Gli anni più belli è la storia di quattro amici che attraversa uno spazio temporale di quarant’anni, dal 1980 ad oggi, superando eventi che hanno cambiato il mondo

Due anni dopo il grande successo di A casa tutti bene, film italiano più visto del 2018 con più di nove milioni di euro di incassi, Gabriele Muccino torna a dirigere Pierfrancesco Favino nella nuova pellicola Gli anni più belli. Favino sarà affiancato da Micaela Ramazzotti, Kim Rossi Stuart, Claudio Santamaria ed Emma Marrone, per la prima volta sul grande schermo.

“È il film più grande che abbia mai realizzato perché i personaggi sono la microstoria nella cornice della grande storia.

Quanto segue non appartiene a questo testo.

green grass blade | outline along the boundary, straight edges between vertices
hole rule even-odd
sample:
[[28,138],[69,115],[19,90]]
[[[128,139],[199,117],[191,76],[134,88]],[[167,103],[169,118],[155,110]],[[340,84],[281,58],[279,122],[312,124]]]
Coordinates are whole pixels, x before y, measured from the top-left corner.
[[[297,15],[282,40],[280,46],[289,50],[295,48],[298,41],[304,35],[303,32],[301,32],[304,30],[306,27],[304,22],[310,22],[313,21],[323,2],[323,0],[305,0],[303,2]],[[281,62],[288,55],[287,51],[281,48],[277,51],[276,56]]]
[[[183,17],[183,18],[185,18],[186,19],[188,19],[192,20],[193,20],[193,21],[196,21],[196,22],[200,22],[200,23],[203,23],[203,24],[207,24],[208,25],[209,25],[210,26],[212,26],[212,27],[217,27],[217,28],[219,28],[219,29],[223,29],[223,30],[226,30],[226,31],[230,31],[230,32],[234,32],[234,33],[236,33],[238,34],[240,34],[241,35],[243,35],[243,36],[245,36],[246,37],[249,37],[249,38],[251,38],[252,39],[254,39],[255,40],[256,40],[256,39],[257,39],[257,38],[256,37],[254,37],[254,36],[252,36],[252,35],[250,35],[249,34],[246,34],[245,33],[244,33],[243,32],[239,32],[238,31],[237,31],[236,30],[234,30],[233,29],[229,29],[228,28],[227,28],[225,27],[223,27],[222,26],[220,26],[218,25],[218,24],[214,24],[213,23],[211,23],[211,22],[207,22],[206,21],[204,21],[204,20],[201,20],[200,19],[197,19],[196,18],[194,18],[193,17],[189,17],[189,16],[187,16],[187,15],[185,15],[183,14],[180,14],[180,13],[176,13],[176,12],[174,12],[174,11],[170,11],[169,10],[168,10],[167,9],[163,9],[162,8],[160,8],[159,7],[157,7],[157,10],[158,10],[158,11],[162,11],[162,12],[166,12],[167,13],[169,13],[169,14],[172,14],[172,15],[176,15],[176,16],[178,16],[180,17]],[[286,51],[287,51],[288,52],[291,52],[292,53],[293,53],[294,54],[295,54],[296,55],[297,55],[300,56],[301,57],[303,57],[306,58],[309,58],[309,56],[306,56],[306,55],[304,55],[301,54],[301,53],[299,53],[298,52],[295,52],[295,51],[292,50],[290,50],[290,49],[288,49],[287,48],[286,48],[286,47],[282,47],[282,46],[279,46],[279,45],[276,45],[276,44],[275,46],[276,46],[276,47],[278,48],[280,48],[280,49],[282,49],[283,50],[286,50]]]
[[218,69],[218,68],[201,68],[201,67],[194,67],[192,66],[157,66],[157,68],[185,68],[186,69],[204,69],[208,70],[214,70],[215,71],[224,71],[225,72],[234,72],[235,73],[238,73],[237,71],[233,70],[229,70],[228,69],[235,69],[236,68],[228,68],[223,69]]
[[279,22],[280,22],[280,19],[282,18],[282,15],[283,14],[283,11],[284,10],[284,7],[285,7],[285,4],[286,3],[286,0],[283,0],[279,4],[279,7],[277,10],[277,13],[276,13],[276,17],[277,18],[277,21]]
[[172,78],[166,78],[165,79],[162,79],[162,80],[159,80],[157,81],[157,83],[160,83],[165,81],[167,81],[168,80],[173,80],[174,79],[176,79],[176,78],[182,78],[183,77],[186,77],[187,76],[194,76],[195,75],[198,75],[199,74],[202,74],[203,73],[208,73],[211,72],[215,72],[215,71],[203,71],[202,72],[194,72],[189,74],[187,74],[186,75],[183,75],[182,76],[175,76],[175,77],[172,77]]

Sullo sfondo della storia che racconto c’è l’Italia che cambia, dalla fine degli anni di piombo alla caduta del Muro di Berlino, dalla stagione di Mani pulite all’11 settembre. Racconterò anche l’ascesa del Movimento 5 stelle. Non sarà un viaggio nostalgico, o pessimista: tutti i personaggi, con le loro difficoltà, sono spinti dall’idea che domani sarà un giorno migliore”

Giulio, Paolo e Riccardo, detto “il Sopravvissuto”, sono tre amici di sedici anni che formano un gruppo per affrontare l’adolescenza con più facilità, a loro si aggiungerà anche Gemma, di cui Paolo è follemente innamorato. Negli anni i protagonisti si ritroveranno ad essere testimoni di importanti avvenimenti della storia umana come la caduta del muro di Berlino, Mani Pulite, l’arrivo di Berlusconi e il crollo delle Torri Gemelle, oltre che a numerosi eventi personali che faranno crescere e maturare i quattro personaggi.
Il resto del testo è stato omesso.